Unexpected data types in time series
Bug Report
🐛 Summary
In previous version of shepard (< 4.0), InfluxDB was used as storage engine for time series data. Using InfluxDB, four different types of data were supported (by the database):
- Strings
- Boolean
- Integers
- Floating point numbers
The first value stored in a time series in InfluxDB defines the data type of the time series and cannot be changed later.
As the communication between an application and the shepard backend is done using a REST API, all data needs to be serialized into a JSON string that can be transmitted.
Upon reception, the shepard backend tries to determine the data type and checks, whether the type matches any already existing data in the time series, if there is any.
For String and Boolean, this worked as intended.
For Integer and floating point however, this detection was faulty. If a time series did not already exist, the type was always decided to be floating point if the first value of the transmitted data was numeric, even if it was indeed integer.
Therefore, all time series with numeric values created with shepard < 4.0.0 have only floating point values. No integer time series exist.
Furthermore, the shepard backend silently converted numeric types into each other, when necessary, therefore no error occurred when placing integer numbers into a floating point time series. Floating point values would also have been silently converted to integer, if an integer time series ever existed.
Since shepard 4.0.0 and the migration to TimescaleDB, no implicit conversion of data types is done any more. If a client now tries to store integer values into a time series that has been migrated from shepard < 4.0.0 (and thus has type floating point), an exception is returned to the client due to mismatching types. That happens, even if the client has never reported a single floating point value.
💣 What is the current bug behavior?
At the moment, all clients that transmit new time series data containing integer values for a time series that has been migrated from InfluxDB will fail, and no data is being stored.
🥅 What is the expected correct behavior?
The type of already existing time series cannot be changed later. Therefore, it is not possible to convert the already existing data from float to integer (if there was any loss of precision due to the wrong data type, this has already occurred).

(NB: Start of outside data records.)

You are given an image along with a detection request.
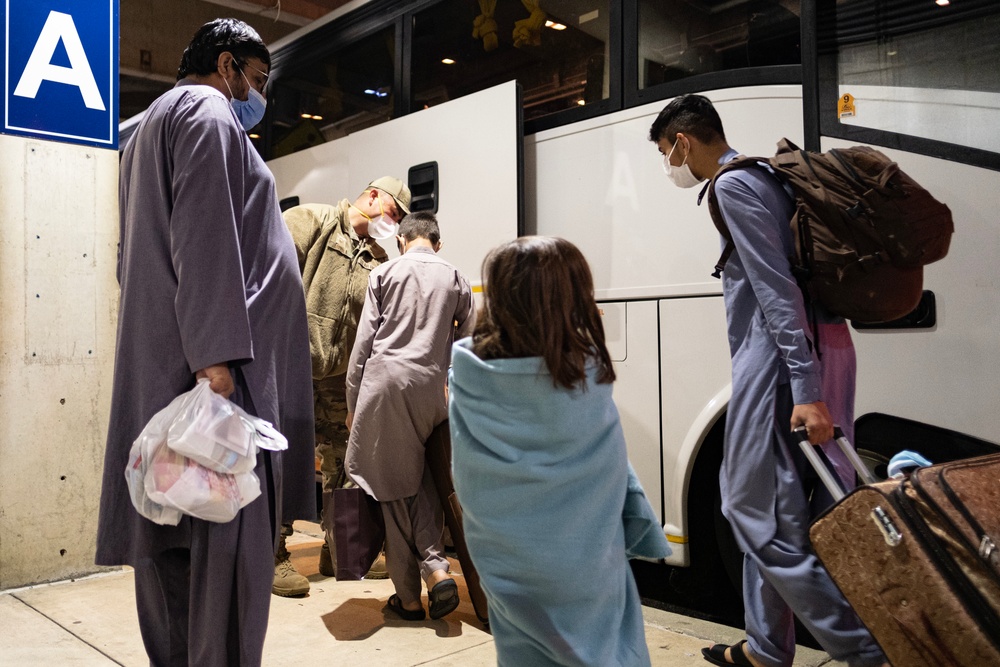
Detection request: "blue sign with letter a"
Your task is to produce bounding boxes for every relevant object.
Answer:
[0,0,118,149]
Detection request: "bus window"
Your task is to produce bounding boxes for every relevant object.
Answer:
[269,25,396,158]
[819,0,1000,153]
[410,0,610,122]
[638,0,801,89]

A new TimeseriesContainer can be created, where the time series are newly created with the right data type. Old data however will remain in the old TimeseriesContainer.
We plan to introduce a feature that allows the backend for implicit conversion from integer to float in order to maintain API compatibility with previous versions. This is expected for version 5.1.0.
🤔 Risks & Open Questions
Should there be any way of changing the data type of existing data without creating a new container?